Cytotoxicity test and characteristics of demineralized dentin matrix scaffolds in adipose-derived mesenchymal stem cells of rats

adipose-derived mesenchymal stem cells cytotoxicity test demineralized dentin matrix scaffold


  • Desi Sandra Sari
    Faculty of Dentistry, Universitas Jember, Jember, Indonesia
  • Ernie Maduratna Faculty of Dental Medicine, Universitas Airlangga, Surabaya, Indonesia
  • F. Ferdiansyah Dr. Soetomo General Hospital, Surabaya & Regenerative Medicine and Stem Cell Centre, Universitas Airlangga, Surabaya, Indonesia
  • I Ketut Sudiana Faculty of Medicine, Universitas Airlangga, Surabaya, Indonesia
  • Fedik Abdul Rantam Regenerative Medicine & Stem Cell Centre; Stem Cell Laboratory, Stem Cell Research and Development Center, Universitas Airlangga, Surabaya, Indonesia


Background: Demineralized dentin matrix (DDM) scaffold is a substitute material for the bone contained in human teeth. DDM is a scaffold-derived tooth dentine containing type I collagen and bone morphogenetic protein (BMP). While DDM possesses the ability to perform osteoinductive and osteoconductive roles, a cytotoxicity test of DDM scaffold remains extremely important in evaluating the level of toxicity of a material if cultured in cells.
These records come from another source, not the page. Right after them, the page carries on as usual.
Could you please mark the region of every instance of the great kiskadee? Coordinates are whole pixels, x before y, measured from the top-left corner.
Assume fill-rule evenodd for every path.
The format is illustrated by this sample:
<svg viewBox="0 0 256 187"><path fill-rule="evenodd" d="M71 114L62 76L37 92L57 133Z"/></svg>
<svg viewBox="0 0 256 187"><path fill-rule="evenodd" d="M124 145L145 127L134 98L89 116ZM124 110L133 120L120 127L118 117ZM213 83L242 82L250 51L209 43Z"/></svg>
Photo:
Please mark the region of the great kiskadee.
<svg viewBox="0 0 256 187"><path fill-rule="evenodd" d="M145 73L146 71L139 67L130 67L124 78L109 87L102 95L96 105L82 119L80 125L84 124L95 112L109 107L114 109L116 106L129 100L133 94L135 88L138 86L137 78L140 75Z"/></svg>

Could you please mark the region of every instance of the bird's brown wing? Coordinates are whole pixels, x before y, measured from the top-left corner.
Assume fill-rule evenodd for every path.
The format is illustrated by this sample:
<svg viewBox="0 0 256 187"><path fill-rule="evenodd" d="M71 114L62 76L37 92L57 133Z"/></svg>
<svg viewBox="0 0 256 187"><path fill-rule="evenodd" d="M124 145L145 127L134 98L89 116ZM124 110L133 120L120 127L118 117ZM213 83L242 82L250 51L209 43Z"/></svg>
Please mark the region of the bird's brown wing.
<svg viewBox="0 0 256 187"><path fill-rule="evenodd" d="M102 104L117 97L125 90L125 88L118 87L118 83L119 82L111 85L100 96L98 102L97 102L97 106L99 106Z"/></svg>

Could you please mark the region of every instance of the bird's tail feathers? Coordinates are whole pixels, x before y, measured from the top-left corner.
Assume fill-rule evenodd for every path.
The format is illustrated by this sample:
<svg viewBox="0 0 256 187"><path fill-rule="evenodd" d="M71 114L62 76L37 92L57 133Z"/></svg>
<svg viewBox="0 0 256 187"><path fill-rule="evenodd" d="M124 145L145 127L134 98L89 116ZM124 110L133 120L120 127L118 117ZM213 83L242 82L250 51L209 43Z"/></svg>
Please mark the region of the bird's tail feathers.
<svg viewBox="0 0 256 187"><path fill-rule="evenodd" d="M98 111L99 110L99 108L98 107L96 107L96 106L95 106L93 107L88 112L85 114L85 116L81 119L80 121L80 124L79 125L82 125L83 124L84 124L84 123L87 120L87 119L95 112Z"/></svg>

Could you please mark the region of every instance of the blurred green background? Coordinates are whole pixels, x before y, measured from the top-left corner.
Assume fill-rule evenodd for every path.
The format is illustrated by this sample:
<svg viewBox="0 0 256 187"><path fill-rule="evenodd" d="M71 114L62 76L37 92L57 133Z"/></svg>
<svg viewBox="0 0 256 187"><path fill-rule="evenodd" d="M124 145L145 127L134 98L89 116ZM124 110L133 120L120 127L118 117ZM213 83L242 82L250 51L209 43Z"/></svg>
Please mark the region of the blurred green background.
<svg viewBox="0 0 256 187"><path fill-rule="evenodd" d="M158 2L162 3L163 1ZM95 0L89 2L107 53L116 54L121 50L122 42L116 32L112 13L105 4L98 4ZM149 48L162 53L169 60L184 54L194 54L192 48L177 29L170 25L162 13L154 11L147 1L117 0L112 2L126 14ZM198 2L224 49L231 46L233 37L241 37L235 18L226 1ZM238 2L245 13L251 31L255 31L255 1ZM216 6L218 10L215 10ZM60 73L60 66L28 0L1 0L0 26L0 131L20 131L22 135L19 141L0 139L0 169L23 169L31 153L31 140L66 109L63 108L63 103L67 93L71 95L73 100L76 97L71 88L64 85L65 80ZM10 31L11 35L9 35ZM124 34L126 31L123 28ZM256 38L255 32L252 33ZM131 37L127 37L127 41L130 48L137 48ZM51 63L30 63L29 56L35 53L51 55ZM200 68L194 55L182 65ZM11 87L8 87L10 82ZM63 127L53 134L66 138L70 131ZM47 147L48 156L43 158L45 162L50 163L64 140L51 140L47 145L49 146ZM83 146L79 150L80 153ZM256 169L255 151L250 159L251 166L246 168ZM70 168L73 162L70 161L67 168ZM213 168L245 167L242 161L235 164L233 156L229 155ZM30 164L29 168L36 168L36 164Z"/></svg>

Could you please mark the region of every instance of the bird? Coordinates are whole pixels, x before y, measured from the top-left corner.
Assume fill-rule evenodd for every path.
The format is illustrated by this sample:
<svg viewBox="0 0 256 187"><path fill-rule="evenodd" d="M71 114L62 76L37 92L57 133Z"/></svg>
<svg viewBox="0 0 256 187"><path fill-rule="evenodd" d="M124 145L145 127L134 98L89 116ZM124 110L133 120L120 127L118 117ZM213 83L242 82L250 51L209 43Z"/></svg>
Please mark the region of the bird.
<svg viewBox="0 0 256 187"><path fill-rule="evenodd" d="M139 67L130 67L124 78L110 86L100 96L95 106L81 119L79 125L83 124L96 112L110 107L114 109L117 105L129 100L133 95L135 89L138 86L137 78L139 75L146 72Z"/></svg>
Adipose-derived mesenchymal stem cells (ADMSCs) are multipotent in nature because they contain progenitor cells and have the potential for differentiation via adipogenic, osteogenic and chondrogenic pathways. ADMSCs are also known to have high biocompatibility and the ability to combine with other bone material. Purpose: The purpose of this study was to determine the cytotoxicity and characteristics of DDM scaffolds derived from bovine teeth in the ADMSCs of rats cultured in vitro. Methods: This research constituted an experimental study. ADMSCs were isolated from the inguinal fat of rats. Thereafter, DDM was extracted from bovine teeth and formed 355-710 μm-sized particles. DDM scaffolds were assessed using SEM and the effects of DDM scaffolds on the cell viability of ADMSCs at concentrations of 10%, 50%, and 100% analyzed by means of 3-4,5’dimethylihiazol-2-yl,2.5-di-phenyl-tetrazolium bromide (MTT) assay. The results obtained were then analyzed by an ANOVA to establish the difference between the groups. Results: SEM results showed the diameter sizes of the dental tubulis DDM scaffolds to be approximately 4.429 μm and 7.519 μm. The highest cell viability (97.08%) was found by means of an MTT test to be in ADMSCs at a concentration of 10% compared to those at concentrations of 50% and 100%. Conclusion: In conclusion, DDM scaffold derived from bovine teeth with a particle size of 355-710 μm produces a low cytotoxicity effect on ADMSCs.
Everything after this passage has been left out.